The SAR values were measured for H=86 kA/m (1.080 Oe) and f=150 kHz using colloids of nominally equal concentrations which are then normalized to iron concentration. Here we see the most striking difference. Sample B has a measured SAR of 1075 W/g of Fe while Sample C has a measured SAR of 150 W/g of Fe, a difference of a factor of 7. This cannot be attributed to a difference in the saturation magnetizations as these are shown to have the opposite trend and to differ only by 10%, nor can this be attributed to differences in the physical size or size distribution as these have been shown through three physical techniques (TEM, AUC, and PCS.) to be nearly the same. Therefore, the primary difference appears to be in the SANS/USANS data in the interaction behavior. In particular, the double dextran layer of Sample B appears to have a much smaller interaction radius, by nearly a factor of 3. This smaller interaction radius may have a two-fold effect: (1) the dipolar interactions would be significantly stronger enabling the nanoparticles to couple their behavior under an oscillating field, thereby amplifying the heating, and (2) the smaller interaction radius would mean that more particles are grouped closer together, enhancing the local heat output in a smaller area.

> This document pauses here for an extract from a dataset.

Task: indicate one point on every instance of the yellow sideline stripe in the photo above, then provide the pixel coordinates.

Although the magnetic properties of a sample (saturation magnetization, anisotropy, and volume) are expected to have significant effects on the heat dose supplied by magnetic nanoparticles under the influence of an alternating magnetic field, the individual nanoparticle properties are not the only consideration. The behavior of the collection of magnetic nanoparticles is equally critical in determining the heat dose, as demonstrated by two nominally identical samples of ˜50 nm iron oxide core/shell nanoparticles. The tightly associated system has a measured SAR of 1075 W/g of Fe while the more loosely associated system has an SAR of 150 W/g of Fe.

Although the present invention has been described in considerable detail with reference to certain preferred embodiments thereof other versions are possible. Therefore the spirit and scope of the appended claims should not be limited to the description and the preferred versions contained within this specification.